July 30, 2018

Displaying Data is an Even More Abstract Idea Than Patent Eligibility

By Bryan K. Wheelock, Principal

In Interval Licensing LLC v. AOL, Inc., [2016-2502, 2016-2505, 2016-2506, 2016-2507] (July 20, 2018), the Federal Circuit affirmed the district court’s determination that claims 15–18 were directed to an abstract idea: the presentation of two sets of information, in a nonoverlapping way, on a display screen.

The Federal Circuit said that, considered as a whole, the claims fail under § 101’s abstract idea exception because they lack any arguable technical advance over conventional computer and network technology for performing the recited functions of acquiring and displaying information.  The Federal Circuit pointed out that the specification describes the claimed instructions as routine and conventional.

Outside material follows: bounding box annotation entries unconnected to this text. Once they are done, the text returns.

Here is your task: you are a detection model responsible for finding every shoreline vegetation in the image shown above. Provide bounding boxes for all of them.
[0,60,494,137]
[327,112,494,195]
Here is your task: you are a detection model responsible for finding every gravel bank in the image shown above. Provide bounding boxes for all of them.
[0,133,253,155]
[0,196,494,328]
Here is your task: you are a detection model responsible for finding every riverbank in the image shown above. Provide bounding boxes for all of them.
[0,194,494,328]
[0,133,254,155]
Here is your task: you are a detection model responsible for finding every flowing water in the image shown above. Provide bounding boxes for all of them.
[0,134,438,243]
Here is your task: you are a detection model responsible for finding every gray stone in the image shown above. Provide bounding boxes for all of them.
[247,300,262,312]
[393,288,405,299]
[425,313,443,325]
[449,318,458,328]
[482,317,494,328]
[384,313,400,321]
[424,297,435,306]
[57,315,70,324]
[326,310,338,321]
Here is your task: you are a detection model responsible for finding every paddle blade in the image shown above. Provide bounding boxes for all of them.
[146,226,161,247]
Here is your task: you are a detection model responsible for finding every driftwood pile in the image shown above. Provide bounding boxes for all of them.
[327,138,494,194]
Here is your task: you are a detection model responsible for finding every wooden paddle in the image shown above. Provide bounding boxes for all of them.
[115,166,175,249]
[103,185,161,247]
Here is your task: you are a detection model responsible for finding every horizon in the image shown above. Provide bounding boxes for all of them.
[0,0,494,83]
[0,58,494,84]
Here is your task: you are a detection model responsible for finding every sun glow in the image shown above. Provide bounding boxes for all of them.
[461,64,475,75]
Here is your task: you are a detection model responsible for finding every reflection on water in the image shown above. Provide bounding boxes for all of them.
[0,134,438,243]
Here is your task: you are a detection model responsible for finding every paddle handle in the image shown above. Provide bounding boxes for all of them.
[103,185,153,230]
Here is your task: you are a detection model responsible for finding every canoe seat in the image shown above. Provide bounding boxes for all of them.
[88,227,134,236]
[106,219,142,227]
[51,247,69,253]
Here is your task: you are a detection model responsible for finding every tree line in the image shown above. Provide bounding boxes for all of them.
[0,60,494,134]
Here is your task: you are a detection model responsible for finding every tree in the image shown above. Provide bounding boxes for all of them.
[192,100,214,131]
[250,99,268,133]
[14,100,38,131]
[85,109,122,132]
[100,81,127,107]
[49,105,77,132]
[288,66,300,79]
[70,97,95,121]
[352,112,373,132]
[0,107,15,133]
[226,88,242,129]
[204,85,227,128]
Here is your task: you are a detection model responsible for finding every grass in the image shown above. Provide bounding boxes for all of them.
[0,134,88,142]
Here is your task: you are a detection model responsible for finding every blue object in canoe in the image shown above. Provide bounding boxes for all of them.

In this case, Interval Licensing contends that the claimed “attention manager” provides a technological improvement to a computer system. The Federal Circuit disagreed, noting that the focus of the claims is directed to “providing information to a person without interfering with the person’s primary activity,” i.e., the result-centric construction of the claimed “attention manager.”  The Federal Circuit said that standing alone, the act of providing someone an additional set of information without disrupting the ongoing provision of an initial set of information is an abstract idea, noting the use of a breaking news ticker across the bottom of the screen.

The Federal Circuit said that it has held that information is intangible, and that collecting, analyzing, and displaying that information, without more, is likewise an abstract idea.  The Federal Circuit said that recitation, as in this case, of the collection, organization, and display of two sets of information on a generic display device is abstract absent a “specific improvement to the way computers or other technologies operate.”

The Federal Circuit also rejected the argument that the claims are not abstract in view of the claimed display instructions, pointing out that the claimed instructions do not identify how the function is performed.  The Federal Circuit said that acquiring and organizing information, as broadly recited by some of the instructions limitations, is an abstract idea and not an improvement in how computers and networks carry out their basic functions.

The Federal Circuit also rejected the argument that acquisition of specific information desired by the user represented an inventive concept, noting that offering a user the ability to select information to be displayed is one of the “most basic functions of a computer.”

Having considered all of Interval Licensing’s arguments and finding them unpersuasive, the Federal Circuit affirmed the determination that claims 15–18 of the ’652 patent were directed to patent ineligible subject matter.